[Users] High PortXmitWait on a lot of ports - degraded performance

German Anders ganders at despegar.com
Wed Nov 25 04:29:51 PST 2015


Hi all,

I'm having some issues with my IB network, basically I have the following
setup (pdf attach). I run a fio test between the HP Blade with QDR (bonding
ports active/backup mode), to a storage cluster with FDR (with no bonding
at all), and the best result that I can get is 1.7GB/s, that's pretty slow
actually. However I was hopping something between 2.5-3.5GB/s on a QDR
infiniband network. Then I try to tweak some parameters, for example
setting the scaling_governor to 'performance', and set the 'connected' mode
in the ib ports, then change the following variables:

sysctl -w net.core.netdev_max_backlog=250000
sysctl -w net.core.rmem_max=4194304
sysctl -w net.core.wmem_max=4194304
sysctl -w net.core.rmem_default=4194304
sysctl -w net.core.wmem_default=4194304
sysctl -w net.core.optmem_max=4194304
sysctl -w net.ipv4.tcp_rmem="4096 87380 4194304"
sysctl -w net.ipv4.tcp_wmem="4096 65536 4194304"
sysctl -w net.ipv4.tcp_low_latency=1

The bond configuration is the following:

# cat /etc/modprobe.d/bonding.conf

alias bond-ib bonding options bonding mode=1 miimon=100 downdelay=100
updelay=100 max_bonds=2


# cat /etc/network/interfaces

(...)

## INFINIBAND CONF
auto ib0
iface ib0 inet manual
        bond-master bond-ib

auto ib1
iface ib1 inet manual
        bond-master bond-ib

auto bond-ib
iface bond-ib inet static
    address 172.23.18.1
    netmask 255.255.240.0
    slaves ib0 ib1
    bond_miimon 100
    bond_mode active-backup
    pre-up echo connected > /sys/class/net/ib0/mode
    pre-up echo connected > /sys/class/net/ib1/mode
    pre-up /sbin/ifconfig ib0 mtu 65520
    pre-up /sbin/ifconfig ib1 mtu 65520
    pre-up modprobe bond-ib
    pre-up /sbin/ifconfig bond-ib mtu 65520


OS is Ubuntu 14.04.3 LTS on the HP blade with Kernel 3.13.0-63-generic, and
Ubuntu 14.04.3 LTS with kernel 3.19.0-25-generic for the storage cluster.

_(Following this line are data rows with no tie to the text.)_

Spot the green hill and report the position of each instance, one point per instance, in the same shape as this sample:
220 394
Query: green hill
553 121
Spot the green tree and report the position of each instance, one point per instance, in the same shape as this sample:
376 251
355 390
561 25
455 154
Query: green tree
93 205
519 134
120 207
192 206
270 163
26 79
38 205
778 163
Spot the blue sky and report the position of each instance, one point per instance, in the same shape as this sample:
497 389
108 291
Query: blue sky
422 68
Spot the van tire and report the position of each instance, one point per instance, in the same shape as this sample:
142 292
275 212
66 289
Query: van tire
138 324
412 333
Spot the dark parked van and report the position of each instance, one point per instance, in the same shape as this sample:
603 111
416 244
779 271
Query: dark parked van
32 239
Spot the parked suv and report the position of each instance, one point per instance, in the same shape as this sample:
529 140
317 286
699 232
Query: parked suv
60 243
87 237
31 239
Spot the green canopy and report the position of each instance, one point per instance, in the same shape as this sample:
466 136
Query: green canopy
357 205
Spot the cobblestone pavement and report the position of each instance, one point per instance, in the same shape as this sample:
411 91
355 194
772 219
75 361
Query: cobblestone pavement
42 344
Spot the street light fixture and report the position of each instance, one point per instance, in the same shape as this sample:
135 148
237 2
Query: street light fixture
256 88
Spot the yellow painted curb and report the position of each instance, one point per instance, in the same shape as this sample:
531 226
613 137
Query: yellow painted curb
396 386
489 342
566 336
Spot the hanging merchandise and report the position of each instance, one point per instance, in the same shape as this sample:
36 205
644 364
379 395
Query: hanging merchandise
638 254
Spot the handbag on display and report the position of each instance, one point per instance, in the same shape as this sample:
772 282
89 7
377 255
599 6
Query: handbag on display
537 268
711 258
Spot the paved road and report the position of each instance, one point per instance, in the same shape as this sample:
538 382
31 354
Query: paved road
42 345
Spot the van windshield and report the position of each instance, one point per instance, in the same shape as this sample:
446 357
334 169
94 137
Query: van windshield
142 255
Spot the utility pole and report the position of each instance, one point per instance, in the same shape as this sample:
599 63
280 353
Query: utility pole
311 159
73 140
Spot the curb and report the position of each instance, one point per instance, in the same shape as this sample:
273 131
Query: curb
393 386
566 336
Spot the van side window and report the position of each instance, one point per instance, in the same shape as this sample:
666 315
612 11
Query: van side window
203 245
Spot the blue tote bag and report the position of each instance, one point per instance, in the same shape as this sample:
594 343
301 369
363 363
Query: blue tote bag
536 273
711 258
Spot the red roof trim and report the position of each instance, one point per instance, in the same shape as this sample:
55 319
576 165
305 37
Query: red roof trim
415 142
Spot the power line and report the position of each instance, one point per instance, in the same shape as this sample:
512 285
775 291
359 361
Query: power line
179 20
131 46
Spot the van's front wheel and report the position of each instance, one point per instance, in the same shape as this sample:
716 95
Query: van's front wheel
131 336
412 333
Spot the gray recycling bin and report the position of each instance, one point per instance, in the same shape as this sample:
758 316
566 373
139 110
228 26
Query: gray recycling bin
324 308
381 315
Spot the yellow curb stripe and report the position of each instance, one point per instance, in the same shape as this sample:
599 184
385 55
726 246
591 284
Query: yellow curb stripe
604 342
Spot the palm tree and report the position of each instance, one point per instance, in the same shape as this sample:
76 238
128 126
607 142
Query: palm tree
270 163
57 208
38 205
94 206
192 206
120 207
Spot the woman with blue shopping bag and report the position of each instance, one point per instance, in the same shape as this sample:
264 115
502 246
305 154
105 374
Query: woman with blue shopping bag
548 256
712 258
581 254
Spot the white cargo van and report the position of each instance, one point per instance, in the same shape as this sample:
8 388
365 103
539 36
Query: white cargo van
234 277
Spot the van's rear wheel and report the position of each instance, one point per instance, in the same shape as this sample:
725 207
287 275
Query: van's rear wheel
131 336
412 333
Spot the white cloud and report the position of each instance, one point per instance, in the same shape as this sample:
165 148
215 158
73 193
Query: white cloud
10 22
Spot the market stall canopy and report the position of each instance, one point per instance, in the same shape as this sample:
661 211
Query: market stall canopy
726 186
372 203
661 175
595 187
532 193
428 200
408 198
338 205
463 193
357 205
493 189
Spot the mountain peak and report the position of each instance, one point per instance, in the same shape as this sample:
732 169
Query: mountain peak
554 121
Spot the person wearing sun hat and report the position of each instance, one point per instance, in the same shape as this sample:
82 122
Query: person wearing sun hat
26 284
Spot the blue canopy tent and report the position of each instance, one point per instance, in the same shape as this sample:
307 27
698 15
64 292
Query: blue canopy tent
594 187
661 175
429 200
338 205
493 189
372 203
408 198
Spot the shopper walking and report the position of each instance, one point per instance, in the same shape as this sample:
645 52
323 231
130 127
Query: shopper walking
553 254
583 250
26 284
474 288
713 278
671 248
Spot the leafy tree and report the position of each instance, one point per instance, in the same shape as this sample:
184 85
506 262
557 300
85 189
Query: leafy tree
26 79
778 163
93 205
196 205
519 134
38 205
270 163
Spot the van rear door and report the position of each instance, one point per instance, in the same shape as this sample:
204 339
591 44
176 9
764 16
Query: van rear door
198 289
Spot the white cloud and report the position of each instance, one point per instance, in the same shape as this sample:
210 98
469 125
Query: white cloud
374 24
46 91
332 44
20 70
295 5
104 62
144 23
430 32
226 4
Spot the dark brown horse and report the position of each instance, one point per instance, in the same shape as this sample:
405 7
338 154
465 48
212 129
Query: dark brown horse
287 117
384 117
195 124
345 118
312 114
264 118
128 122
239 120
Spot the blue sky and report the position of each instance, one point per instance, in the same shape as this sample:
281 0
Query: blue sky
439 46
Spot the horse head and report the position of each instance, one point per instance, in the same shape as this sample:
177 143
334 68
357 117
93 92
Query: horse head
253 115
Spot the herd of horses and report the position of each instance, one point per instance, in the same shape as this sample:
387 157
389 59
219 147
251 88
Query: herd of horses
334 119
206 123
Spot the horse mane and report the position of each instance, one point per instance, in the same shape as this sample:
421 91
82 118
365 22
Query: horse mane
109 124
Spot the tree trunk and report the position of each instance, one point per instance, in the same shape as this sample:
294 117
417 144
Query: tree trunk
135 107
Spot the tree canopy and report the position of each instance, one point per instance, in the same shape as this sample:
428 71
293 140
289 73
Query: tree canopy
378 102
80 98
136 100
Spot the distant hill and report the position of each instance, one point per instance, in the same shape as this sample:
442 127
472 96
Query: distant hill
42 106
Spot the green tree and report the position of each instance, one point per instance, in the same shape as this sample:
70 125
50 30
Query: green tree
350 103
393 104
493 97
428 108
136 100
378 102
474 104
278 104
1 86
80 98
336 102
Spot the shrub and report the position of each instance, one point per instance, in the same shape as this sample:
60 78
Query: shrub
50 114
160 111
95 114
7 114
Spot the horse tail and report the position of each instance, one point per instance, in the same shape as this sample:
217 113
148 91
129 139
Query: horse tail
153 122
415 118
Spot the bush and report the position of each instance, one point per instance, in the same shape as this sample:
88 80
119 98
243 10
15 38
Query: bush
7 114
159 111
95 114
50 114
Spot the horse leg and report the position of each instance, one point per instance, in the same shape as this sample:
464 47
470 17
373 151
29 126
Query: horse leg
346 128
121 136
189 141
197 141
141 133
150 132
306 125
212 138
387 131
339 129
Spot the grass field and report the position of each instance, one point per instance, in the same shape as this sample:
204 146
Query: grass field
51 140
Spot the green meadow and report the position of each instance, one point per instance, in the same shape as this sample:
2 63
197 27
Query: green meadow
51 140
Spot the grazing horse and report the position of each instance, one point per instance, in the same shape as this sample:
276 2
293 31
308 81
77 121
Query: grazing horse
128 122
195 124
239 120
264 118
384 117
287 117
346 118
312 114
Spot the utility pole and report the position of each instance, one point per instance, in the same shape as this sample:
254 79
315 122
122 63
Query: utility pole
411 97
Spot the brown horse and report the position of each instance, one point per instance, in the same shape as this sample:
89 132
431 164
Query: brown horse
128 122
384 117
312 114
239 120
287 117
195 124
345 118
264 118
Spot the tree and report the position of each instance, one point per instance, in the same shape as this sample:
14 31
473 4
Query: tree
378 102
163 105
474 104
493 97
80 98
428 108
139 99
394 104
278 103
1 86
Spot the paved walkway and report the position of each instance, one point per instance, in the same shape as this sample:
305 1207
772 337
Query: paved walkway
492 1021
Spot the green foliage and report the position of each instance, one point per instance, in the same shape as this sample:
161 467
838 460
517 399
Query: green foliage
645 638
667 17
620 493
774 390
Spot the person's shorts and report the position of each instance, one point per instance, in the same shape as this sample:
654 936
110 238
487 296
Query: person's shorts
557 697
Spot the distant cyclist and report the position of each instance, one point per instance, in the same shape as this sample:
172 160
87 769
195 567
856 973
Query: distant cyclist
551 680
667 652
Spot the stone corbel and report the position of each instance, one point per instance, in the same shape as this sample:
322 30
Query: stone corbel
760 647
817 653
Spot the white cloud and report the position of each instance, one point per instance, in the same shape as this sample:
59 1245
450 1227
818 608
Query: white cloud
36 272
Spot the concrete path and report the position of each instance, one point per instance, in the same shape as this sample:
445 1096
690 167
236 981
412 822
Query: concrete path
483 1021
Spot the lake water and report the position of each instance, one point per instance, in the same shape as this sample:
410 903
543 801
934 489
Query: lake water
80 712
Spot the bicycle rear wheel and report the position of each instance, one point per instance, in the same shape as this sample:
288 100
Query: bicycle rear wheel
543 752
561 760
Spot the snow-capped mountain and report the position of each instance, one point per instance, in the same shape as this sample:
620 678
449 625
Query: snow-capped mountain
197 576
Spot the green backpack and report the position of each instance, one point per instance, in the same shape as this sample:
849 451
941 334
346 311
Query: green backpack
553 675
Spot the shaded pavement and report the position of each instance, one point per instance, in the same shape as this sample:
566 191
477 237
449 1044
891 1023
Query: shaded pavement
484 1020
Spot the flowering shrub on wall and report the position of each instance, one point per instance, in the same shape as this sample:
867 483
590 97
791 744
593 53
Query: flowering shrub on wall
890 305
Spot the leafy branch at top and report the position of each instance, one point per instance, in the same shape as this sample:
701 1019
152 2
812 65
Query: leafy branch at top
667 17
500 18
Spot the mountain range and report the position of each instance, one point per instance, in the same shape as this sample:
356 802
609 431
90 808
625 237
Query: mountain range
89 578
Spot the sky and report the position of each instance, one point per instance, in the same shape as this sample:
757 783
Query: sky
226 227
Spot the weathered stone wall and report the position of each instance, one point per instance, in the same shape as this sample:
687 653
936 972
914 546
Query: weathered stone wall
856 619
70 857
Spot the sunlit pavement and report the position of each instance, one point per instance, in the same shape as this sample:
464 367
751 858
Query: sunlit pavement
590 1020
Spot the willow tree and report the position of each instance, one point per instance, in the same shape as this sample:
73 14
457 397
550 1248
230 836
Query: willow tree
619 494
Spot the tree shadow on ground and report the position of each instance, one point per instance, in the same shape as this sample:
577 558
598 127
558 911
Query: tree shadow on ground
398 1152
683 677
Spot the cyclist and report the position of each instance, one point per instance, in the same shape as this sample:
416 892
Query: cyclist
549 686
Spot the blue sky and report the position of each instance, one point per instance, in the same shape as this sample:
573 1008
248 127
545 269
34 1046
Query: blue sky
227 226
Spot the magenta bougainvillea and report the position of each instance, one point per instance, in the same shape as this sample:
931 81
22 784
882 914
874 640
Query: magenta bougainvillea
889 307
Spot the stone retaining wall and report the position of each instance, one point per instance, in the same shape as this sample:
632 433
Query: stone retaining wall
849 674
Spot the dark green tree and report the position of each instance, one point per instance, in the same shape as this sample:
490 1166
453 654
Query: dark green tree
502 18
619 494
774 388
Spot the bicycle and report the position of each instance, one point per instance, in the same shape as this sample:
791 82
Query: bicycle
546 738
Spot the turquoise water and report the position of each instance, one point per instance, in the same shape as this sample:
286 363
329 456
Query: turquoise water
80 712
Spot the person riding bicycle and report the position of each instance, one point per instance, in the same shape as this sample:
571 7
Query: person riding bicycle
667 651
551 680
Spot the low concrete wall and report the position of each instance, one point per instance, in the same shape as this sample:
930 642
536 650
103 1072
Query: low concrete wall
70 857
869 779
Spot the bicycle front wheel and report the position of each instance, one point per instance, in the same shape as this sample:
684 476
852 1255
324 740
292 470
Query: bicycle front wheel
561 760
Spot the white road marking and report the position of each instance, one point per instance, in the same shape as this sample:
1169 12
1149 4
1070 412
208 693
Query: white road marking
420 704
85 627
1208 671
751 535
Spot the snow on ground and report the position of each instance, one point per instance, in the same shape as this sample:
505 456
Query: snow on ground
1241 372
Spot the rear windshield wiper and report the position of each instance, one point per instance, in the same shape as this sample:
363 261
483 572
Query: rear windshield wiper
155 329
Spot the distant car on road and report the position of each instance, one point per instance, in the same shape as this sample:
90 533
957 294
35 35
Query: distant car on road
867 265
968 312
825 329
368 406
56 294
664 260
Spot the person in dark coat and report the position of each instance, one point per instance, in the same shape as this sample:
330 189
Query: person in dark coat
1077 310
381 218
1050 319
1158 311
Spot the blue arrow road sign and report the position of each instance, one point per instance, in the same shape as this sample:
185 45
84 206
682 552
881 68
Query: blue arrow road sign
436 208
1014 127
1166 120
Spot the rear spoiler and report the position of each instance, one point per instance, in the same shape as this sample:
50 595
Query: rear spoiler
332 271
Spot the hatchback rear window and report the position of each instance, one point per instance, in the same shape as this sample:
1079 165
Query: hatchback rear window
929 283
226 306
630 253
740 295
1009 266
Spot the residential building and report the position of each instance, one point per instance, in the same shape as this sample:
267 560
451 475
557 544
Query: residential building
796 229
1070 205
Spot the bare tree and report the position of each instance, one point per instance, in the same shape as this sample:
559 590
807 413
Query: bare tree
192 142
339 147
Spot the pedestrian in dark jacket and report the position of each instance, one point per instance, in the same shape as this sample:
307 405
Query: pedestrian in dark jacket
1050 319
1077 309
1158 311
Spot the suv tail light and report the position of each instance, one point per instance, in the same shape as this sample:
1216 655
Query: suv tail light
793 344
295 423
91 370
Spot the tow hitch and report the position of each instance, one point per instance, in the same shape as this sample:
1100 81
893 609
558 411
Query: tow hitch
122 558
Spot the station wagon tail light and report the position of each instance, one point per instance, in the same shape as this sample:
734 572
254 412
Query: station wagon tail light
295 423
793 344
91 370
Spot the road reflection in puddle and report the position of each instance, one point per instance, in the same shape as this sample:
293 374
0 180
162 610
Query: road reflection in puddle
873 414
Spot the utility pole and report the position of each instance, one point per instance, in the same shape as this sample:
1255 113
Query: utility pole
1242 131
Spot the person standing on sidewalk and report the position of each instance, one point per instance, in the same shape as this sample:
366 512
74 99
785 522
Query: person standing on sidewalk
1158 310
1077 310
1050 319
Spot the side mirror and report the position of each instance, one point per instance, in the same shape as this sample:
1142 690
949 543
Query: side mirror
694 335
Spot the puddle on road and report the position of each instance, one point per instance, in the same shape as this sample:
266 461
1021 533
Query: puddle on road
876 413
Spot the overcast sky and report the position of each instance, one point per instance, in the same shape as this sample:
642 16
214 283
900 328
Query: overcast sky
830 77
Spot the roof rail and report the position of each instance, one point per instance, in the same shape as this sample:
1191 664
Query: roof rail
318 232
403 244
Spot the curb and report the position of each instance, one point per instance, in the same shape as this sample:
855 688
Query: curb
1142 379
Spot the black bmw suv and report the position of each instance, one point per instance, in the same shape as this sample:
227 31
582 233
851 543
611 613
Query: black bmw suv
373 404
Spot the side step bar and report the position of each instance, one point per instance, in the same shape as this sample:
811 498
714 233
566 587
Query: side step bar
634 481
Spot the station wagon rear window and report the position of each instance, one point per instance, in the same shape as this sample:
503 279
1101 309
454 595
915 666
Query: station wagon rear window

The IB Mezzanine cards on the HP Blades are "InfiniBand: Mellanox
Technologies MT26428 [ConnectX VPI PCIe 2.0 5GT/s - IB QDR / 10GigE] (rev
b0)". And on the storage cluster the IB ADPT are "Network controller:
Mellanox Technologies MT27500 Family [ConnectX-3]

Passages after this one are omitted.